Mukhaer menilai, BPS telah mengambil hitungan low base untuk mengumumkan pertumbuhan kuartal II 2021 secara yoy. Sehingga terlihat di publik bahwa ekonomi sudah meroket.

“Terlihat pula, semua sektor terdongkrak tinggi karena basis hitungan pada angka yang minus.
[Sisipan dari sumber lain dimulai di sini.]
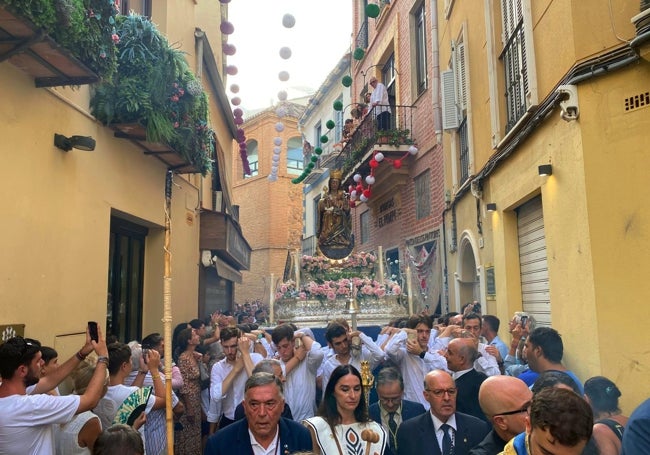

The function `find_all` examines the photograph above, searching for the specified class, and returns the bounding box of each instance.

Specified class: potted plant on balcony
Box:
[0,0,118,80]
[90,14,214,174]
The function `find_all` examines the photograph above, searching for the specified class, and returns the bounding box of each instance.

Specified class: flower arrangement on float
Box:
[275,277,402,301]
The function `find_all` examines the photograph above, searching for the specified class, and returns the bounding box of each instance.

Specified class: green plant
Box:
[0,0,118,80]
[90,14,214,175]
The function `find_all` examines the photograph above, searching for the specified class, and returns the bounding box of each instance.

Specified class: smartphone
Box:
[88,321,99,343]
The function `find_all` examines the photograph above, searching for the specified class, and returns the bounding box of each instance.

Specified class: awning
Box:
[212,256,242,284]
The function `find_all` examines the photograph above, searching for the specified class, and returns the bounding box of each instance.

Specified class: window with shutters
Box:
[499,0,537,132]
[441,30,472,188]
[414,169,431,220]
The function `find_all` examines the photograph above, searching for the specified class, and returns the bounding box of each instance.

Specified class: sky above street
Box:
[226,0,352,110]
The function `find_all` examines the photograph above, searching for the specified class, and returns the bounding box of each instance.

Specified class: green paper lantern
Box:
[366,3,380,19]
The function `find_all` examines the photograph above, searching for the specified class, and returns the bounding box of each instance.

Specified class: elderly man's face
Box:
[244,383,284,441]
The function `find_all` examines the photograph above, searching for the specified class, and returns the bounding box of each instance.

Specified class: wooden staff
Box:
[163,170,174,455]
[361,428,379,455]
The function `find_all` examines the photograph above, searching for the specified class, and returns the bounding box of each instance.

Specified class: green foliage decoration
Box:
[90,14,214,175]
[0,0,119,80]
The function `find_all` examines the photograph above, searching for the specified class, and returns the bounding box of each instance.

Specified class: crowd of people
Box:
[0,302,650,455]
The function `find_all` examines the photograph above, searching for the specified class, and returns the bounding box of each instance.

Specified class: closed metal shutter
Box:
[517,196,551,326]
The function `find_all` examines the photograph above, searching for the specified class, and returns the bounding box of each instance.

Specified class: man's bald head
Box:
[478,376,533,441]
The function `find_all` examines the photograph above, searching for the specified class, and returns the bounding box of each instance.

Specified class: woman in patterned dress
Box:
[303,365,386,455]
[174,329,202,455]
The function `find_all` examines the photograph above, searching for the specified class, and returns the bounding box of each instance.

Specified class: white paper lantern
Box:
[282,14,296,28]
[280,46,291,60]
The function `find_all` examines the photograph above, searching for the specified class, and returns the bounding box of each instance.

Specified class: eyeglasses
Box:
[424,389,458,398]
[248,400,279,412]
[494,401,531,417]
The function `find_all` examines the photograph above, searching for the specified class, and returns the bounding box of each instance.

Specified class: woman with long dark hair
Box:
[585,376,627,455]
[303,365,386,455]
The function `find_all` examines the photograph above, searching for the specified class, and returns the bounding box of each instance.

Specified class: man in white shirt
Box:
[385,315,447,409]
[208,327,262,433]
[0,328,108,455]
[271,324,323,422]
[368,76,390,131]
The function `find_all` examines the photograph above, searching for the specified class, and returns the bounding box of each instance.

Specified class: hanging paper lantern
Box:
[366,3,380,19]
[219,21,235,35]
[280,46,291,60]
[221,43,237,56]
[282,14,296,28]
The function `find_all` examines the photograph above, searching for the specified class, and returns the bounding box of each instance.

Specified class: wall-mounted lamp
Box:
[537,164,553,177]
[54,133,95,152]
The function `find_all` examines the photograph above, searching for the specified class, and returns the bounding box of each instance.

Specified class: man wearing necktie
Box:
[397,370,490,455]
[368,367,426,455]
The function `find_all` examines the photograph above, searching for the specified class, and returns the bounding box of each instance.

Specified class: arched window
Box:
[287,137,305,175]
[244,139,259,178]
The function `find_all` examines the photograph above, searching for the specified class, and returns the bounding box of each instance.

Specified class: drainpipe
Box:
[431,0,442,145]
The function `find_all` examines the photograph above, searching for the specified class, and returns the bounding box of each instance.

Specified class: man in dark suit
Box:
[204,373,312,455]
[368,367,427,455]
[445,338,487,422]
[397,370,490,455]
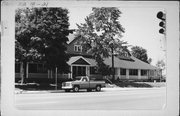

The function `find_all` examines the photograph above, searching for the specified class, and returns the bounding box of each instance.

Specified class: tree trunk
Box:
[20,62,24,84]
[111,48,115,82]
[21,61,27,84]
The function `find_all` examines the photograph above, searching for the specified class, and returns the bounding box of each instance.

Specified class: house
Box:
[15,34,161,80]
[67,32,161,80]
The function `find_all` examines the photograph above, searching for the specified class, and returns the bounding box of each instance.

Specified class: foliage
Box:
[131,46,152,64]
[15,8,72,82]
[76,7,126,76]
Ini artinya, pseudo-growth (pertumbuhan prank alias semu),” ujarnya.

Dari itu, Mukhaer mengajak publik untuk melihat fakta-fakta lapangan di kuartal II 2021. Di mana pengangguran dan kemiskinan membumbung tinggi, roda ekonomi berhenti, lapangan pekerjaan sulit, dan lain sebagainya.

Fakta-fakta itu, kata Mukhaer, cukup untuk menjelaskan keraguan apakah ekonomi benar-benar sudah meroket.

“Logikanya, jika ekonomi tumbuh signifikan, maka akan mampu menyerap lapangan kerja dan kemiskinan pasti menurun,” tegasnya.

Mukhaer Pakkanna memprediksi, pertumbuhan ekonomi di kuartal III 2021 atau perode Juli hingga September 2021, pasti akan tergerus di bawah angka 7 persen. Hal ini dikarenakan basis hitungan kuartal III 2020 sudah lebih baik daripada kuartal II 2020.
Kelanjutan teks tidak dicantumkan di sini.